Boston Marriage, however, is a very different thing! It’s a term I learned this week while attending the Queensland Theatre Company‘s production of Pulitzer Prize winning American writer David Mamet’s play of the same name.
A “Boston marriage” was a term coined to describe a relationship in which two single women live together, in order to have independence, without the need for a husband’s financial support. A same sex “marriage”, but not necessarily a sexual relationship (although in the case of Mamet’s characters, it clearly is).
Although written in 1999, Mamet’s play is set in 1906 and features only three characters (although the presence of others is strongly felt). Two women – Anna and Claire – have been in a “Boston marriage” but things are not going swimmingly. Claire returns after an absence to find Anna has been entertaining a wealthy married man who has bestowed some impressive jewels on her. Claire, in turn, has fallen in love with a younger woman and seeks Anna’s help in her seduction plans. Oh, what a tangled web it becomes!
There is jealousy and anger, tears and tantrums, indignation and sarcasm. The hapless maid, Catherine, bears the brunt of many of the jokes (but just may have had the last laugh). The pace is fast, and the language sometimes convoluted, with a handy glossary in the QTC program a guide to some of the obscure terms used. The language is clever but sometimes the delivery was so fast it lost me (and I fear a number in the audience). The unexpected swearing, delivered with those high society accents, got the biggest laughs.
Like any marriage, that of Anna and Claire is all about compromise. And how they go about that is at the heart of the play.
The QTC cast, headlined by Australian veteran actor Amanda Muggleton (Anna), with Rachel Gordon as Claire and Helen Cassidy as Catherine, do a sterling job, being on stage for the full show.
The set and costumes are wonderful. Anna and Claire’s period dress, by leading Australian stage and costume designer Stephen Curtis, almost made me long for the days of corsets. And as for that stunning necklace…it nearly stole the show.
Boston Marriage runs until February 15 at The Playhouse, Queensland Performing Arts Centre.

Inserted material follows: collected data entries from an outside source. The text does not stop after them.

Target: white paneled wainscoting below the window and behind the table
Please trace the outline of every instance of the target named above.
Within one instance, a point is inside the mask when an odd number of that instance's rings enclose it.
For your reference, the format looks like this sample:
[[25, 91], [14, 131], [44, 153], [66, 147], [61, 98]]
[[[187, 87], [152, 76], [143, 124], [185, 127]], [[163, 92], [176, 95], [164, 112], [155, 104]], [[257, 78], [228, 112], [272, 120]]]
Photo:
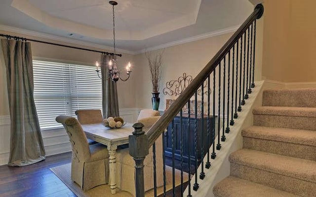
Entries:
[[[141, 108], [119, 109], [120, 116], [130, 123], [137, 120]], [[46, 156], [71, 151], [71, 144], [64, 129], [42, 131]], [[10, 152], [10, 117], [0, 116], [0, 165], [7, 164]]]

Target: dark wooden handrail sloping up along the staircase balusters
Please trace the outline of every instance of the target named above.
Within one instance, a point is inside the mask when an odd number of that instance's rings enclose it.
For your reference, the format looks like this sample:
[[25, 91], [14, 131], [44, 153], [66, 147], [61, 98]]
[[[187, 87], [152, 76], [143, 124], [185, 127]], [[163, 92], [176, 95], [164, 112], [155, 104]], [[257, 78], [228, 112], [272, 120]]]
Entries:
[[238, 41], [240, 36], [249, 28], [254, 20], [261, 18], [263, 14], [263, 5], [258, 4], [246, 21], [238, 28], [232, 37], [224, 44], [224, 46], [216, 53], [216, 55], [207, 63], [207, 65], [199, 72], [190, 85], [181, 93], [181, 95], [172, 103], [172, 105], [163, 113], [161, 118], [147, 132], [149, 137], [149, 147], [151, 147], [158, 139], [160, 134], [167, 128], [170, 121], [178, 114], [187, 101], [195, 94], [201, 83], [206, 80], [226, 54]]

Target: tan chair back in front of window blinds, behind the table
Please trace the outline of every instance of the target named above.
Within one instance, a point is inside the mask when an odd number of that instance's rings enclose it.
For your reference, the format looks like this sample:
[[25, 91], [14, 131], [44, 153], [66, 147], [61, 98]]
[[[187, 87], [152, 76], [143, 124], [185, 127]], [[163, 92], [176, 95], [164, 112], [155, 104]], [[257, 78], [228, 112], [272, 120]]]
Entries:
[[79, 109], [75, 111], [79, 123], [84, 124], [94, 124], [102, 123], [103, 117], [100, 109]]

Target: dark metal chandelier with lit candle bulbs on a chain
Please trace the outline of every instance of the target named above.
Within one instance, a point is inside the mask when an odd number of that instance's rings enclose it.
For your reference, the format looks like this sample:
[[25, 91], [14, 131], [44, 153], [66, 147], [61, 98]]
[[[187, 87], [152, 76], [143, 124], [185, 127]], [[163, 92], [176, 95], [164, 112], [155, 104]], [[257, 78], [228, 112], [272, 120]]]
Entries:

A Glass Half Full was a guest of the Queensland Theatre Company.
6 Responses to “Boston Marriage”
I think you’ve captured this performance brilliantly.
I had never heard this term. Sounds like a wonderful performance!
According to my research, it came into common use after the Henry James novel The Bostonians was published in 1886. The novel featured a long-term co-habiting relationship between two unmarried women. I’d never heard it before either!
But where did they go for their honeymoon?
Ha ha! You’ll have to see the play to find that out!
You’ve made me want to check this out if it comes to town!